Hopefully they give up on it now, and introduce a vaccination programme for the badgers! Although I was watching the news yesterday and they said they were putting it off for another year to look at the scientific evidence and take it from there.... now to me, that's an admission of diving headfirst into the cull without even looking at the results of the pilot tests and how ineffective it was!


----------



## Kuja (Dec 14, 2011)

Dunno how they could even consider it tbh no basis at all they need to give vaccination a good run instead of simply killing things.

Heck, it would be like me getting bird flu(examples sake) and them putting a bullet in my head so it does not spread instead of actually treating me and others, or trying too.


----------



## vgorst (Sep 27, 2011)

The problem previously was that they had no way of telling if an animal testing positive for TB was from the vaccination or an infection - what I don't understand was their reason for indiscriminate culling. They also seemed to completely ignore the fact that other wildlife carries TB - deer, cats, rodents and other livestock including horses.

I was talking to the founder of the wildlife rescue I volunteer at. In the 20+ years and the 300+ animals she has dealt with and tested, none have been infected with TB.
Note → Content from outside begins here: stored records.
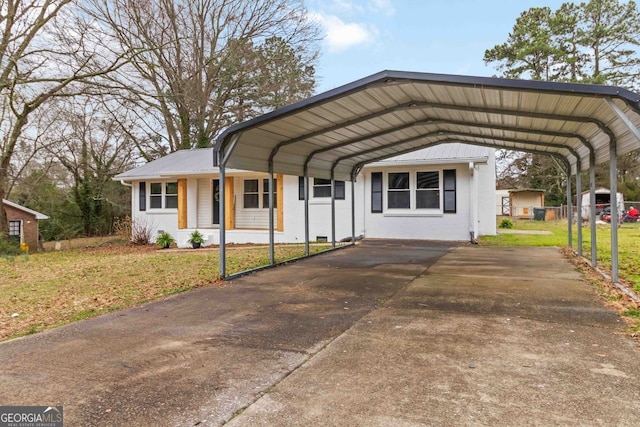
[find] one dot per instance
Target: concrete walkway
(396, 333)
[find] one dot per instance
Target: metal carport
(334, 134)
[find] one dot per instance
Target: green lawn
(628, 243)
(44, 290)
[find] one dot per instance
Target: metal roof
(393, 112)
(36, 214)
(182, 162)
(445, 153)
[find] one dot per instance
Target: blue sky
(363, 37)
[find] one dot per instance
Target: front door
(216, 202)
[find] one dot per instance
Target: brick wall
(29, 226)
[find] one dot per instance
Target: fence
(557, 213)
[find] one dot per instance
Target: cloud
(341, 36)
(384, 7)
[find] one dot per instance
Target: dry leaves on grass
(611, 294)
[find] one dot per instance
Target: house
(445, 192)
(23, 224)
(520, 203)
(603, 200)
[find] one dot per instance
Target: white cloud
(384, 7)
(341, 36)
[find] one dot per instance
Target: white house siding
(319, 213)
(158, 220)
(251, 218)
(486, 197)
(205, 203)
(471, 211)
I don't think it's the last we'll hear of this, not by a long shot.


----------



## LiamRatSnake (Jul 3, 2007)

I don't think many who aren't involved in the farming industry realize the panic and seriousness of TB.
It's a tricky one. If it worked I'd be all for it. It's not the badgers fault and it is sad but us losing all our beef herds is much more worrying for me than a few dead badgers. BUT I don't think it will work so I'm glad it's been called off. No animal should be killed unnecessarily.


----------



## Drayvan (Jul 7, 2010)

LiamRatSnake said:


> I don't think many who aren't involved in the farming industry realize the panic and seriousness of TB.
> It's a tricky one. If it worked I'd be all for it. It's not the badgers fault and it is sad but us losing all our beef herds is much more worrying for me than a few dead badgers. BUT I don't think it will work so I'm glad it's been called off. No animal should be killed unnecessarily.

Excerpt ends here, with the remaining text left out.